«Como no me he preocupado de nacer, no me preocupo de morir». Federico García Lorca
“Dale café, mucho café”, ordenó el general Queipo de Llano al gobernador civil de Granada cuando supo del arresto de García Lorca. Hace ochenta años, la intolerancia asesinó sin duelo a uno de los más grandes poetas en lengua castellana, cuyos restos siguen hoy en el limbo de la ignominia. Cuando las balas segaron el ingenio del escritor granadino en una barranca perdida, a punto estaba de ver la luz ‘Poeta en Nueva York’, reflejo de su experiencia en la metrópolis entre 1929 y 1930.
Deambulando este mes de agosto por la cuadrícula de la Gran Manzana, mis sentidos captaban mil y un estímulos de la que Federico denominó «Babilonia trepidante y enloquecedora», que me trajeron a la memoria ‘Poeta en Nueva York’, su arquitectura extrahumana, sus rascacielos más altos que la luna, sus ritmos furiosos preñados de mecánica y metal o las locuras eléctricas de Times Square, epicentro «de la ciudad más atrevida y más moderna del mundo».
Cuando al escudriñar las cumbres neoyorquinas rasgando las nubes, en ese incesante miracielos que es Manhattan, y surgió de pronto el Chrysler Building, releí mentalmente lo que la pluma de Lorca había plasmado cuando en 1930 fue testigo de su construcción: «(…) Un edificio enorme con cien pisos, blanco y negro, que es una verdadera maravilla».

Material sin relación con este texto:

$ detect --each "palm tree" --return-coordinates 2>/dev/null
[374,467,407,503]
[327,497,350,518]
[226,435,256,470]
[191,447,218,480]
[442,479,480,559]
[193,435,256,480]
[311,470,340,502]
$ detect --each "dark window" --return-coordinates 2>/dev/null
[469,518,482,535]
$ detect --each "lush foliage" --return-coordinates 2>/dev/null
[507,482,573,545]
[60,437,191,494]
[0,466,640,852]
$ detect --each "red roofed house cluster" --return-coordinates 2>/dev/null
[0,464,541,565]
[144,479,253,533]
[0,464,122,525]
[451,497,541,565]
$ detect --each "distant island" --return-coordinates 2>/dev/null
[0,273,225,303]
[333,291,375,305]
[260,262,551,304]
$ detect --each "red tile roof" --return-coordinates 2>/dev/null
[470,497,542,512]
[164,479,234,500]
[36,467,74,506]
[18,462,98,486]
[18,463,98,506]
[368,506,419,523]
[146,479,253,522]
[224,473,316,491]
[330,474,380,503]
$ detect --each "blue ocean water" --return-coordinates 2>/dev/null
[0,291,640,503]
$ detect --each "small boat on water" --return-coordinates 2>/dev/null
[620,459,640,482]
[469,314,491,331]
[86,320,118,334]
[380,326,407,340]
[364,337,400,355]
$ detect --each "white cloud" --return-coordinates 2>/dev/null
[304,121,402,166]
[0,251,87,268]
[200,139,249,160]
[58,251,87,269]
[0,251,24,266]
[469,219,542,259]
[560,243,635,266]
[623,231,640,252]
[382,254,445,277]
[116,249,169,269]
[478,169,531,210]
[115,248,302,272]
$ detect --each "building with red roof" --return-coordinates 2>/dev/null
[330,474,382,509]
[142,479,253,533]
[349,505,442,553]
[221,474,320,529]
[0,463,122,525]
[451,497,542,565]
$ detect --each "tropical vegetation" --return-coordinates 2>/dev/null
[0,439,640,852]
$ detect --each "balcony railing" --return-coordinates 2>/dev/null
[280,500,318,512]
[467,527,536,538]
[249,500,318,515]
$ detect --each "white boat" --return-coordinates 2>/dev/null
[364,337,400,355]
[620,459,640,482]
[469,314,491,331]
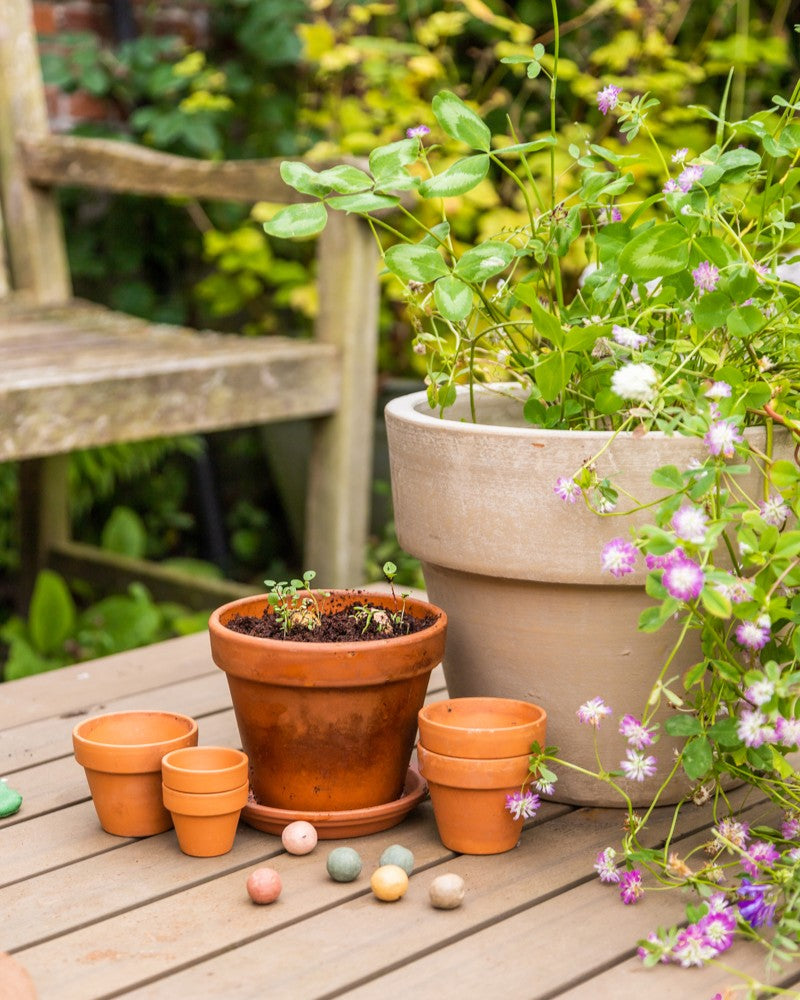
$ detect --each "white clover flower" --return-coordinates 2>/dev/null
[611,363,658,403]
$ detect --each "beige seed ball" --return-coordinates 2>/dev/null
[281,819,317,854]
[369,865,408,903]
[247,868,283,903]
[429,872,465,910]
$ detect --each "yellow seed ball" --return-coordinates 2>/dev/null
[369,865,408,903]
[429,872,464,910]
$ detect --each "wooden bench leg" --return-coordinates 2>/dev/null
[18,455,70,609]
[305,212,379,587]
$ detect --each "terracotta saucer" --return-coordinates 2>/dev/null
[242,767,428,840]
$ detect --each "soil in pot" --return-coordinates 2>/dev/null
[225,591,436,642]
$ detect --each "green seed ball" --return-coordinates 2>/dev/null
[328,847,361,882]
[378,844,414,875]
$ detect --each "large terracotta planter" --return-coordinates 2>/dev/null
[72,712,197,837]
[385,391,788,806]
[209,591,447,812]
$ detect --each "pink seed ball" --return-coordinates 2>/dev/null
[247,868,283,903]
[281,819,317,854]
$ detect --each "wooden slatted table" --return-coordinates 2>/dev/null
[0,634,800,1000]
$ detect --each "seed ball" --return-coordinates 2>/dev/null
[328,847,361,882]
[369,865,408,903]
[378,844,414,875]
[281,819,317,854]
[247,868,283,903]
[429,872,464,910]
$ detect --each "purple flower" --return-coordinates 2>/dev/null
[703,420,742,458]
[506,789,541,819]
[736,878,775,927]
[684,260,719,292]
[775,715,800,748]
[601,538,636,576]
[671,503,708,545]
[619,868,644,906]
[705,382,731,399]
[736,708,775,748]
[661,557,705,601]
[553,476,581,503]
[597,83,622,115]
[576,696,611,729]
[736,615,770,649]
[611,323,647,351]
[781,813,800,840]
[619,747,658,781]
[758,493,789,528]
[594,847,619,882]
[744,677,775,706]
[672,924,717,969]
[644,548,688,569]
[739,840,780,878]
[619,715,653,750]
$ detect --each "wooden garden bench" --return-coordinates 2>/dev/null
[0,0,378,603]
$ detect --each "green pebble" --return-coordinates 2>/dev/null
[0,778,22,816]
[378,844,414,875]
[328,847,361,882]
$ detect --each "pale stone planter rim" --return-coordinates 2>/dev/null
[385,387,764,587]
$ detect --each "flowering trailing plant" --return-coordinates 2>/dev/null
[266,2,800,990]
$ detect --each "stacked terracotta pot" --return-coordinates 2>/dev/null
[161,747,250,858]
[417,698,547,854]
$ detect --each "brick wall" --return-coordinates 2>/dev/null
[33,0,212,132]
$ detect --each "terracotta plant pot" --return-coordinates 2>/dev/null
[162,781,250,858]
[419,698,547,758]
[161,747,247,793]
[417,744,528,854]
[209,591,447,812]
[385,389,790,806]
[72,711,197,837]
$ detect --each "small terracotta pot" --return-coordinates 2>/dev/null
[417,744,528,854]
[161,747,247,794]
[72,711,197,837]
[208,590,447,813]
[419,698,547,758]
[162,781,250,858]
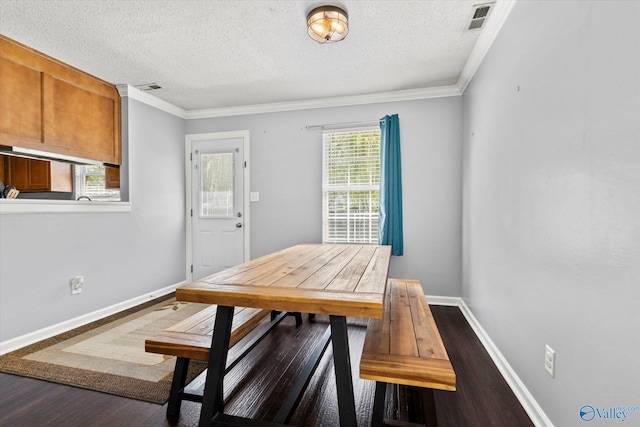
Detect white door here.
[190,138,246,280]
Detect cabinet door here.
[0,156,73,193]
[0,56,42,146]
[43,75,120,164]
[7,157,51,192]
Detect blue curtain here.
[378,114,404,256]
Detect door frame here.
[184,130,251,282]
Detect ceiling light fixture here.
[307,6,349,44]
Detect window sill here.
[0,199,131,215]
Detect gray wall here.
[0,98,185,341]
[463,1,640,426]
[186,97,462,296]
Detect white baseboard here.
[0,282,186,355]
[427,295,553,427]
[0,282,553,427]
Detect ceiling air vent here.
[467,3,493,30]
[135,83,162,92]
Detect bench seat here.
[360,279,456,425]
[145,305,272,417]
[145,305,271,361]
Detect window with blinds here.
[322,128,380,244]
[73,165,120,202]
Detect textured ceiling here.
[0,0,485,110]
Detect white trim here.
[185,85,461,119]
[0,282,186,355]
[456,0,517,94]
[0,199,131,215]
[426,295,553,427]
[184,130,251,282]
[116,85,187,119]
[116,0,517,120]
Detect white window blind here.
[74,165,120,202]
[322,128,380,244]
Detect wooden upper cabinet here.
[0,156,73,193]
[44,75,120,164]
[0,35,122,165]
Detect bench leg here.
[329,315,356,427]
[371,381,387,427]
[199,305,234,427]
[167,357,189,418]
[422,388,438,427]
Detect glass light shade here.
[307,6,349,44]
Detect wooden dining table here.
[176,244,391,426]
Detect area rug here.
[0,295,207,404]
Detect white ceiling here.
[0,0,510,110]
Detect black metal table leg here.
[371,381,387,427]
[199,305,234,427]
[330,316,356,427]
[167,357,189,418]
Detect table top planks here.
[176,244,391,318]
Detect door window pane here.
[200,153,235,218]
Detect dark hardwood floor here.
[0,306,533,427]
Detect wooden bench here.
[360,279,456,426]
[145,305,276,417]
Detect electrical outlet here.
[544,345,556,378]
[69,276,84,295]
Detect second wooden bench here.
[360,279,456,426]
[145,305,288,417]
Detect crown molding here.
[186,85,461,119]
[117,0,517,120]
[456,0,517,94]
[116,85,187,119]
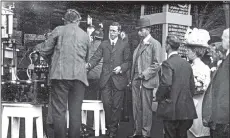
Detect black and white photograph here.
[0,0,230,138]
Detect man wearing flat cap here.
[156,36,197,138]
[35,9,90,138]
[128,18,161,138]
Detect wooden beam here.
[223,3,229,28]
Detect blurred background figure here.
[186,28,211,137]
[87,25,95,42]
[202,28,229,138]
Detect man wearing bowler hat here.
[86,22,131,138]
[128,18,161,138]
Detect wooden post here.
[223,3,230,28]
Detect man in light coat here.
[34,9,90,138]
[128,18,161,138]
[156,36,197,138]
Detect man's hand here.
[138,74,145,80]
[113,66,122,74]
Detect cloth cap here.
[63,9,81,22]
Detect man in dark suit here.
[202,28,229,138]
[35,9,90,138]
[86,22,131,138]
[128,18,161,138]
[156,36,197,138]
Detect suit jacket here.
[89,39,131,90]
[35,23,90,85]
[156,54,197,120]
[202,55,229,129]
[131,37,161,89]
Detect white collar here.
[143,34,151,44]
[193,58,201,64]
[110,37,118,45]
[168,51,178,58]
[226,49,229,56]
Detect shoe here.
[141,136,151,138]
[109,132,116,138]
[127,134,142,138]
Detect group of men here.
[35,9,228,138]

De regreso a la tierra en la que ‘nunca pasa nada’, he vuelto a ‘Poeta en Nueva York’, publicado cuatro años después del asesinato del escritor: «Por el East River y el Queensborough / los muchachos luchaban con la industria, / y los judíos vendían al fauno del río / la rosa de la circuncisión / y el cielo desembocaba por los puentes y los tejados / manadas de bisontes empujadas por el viento».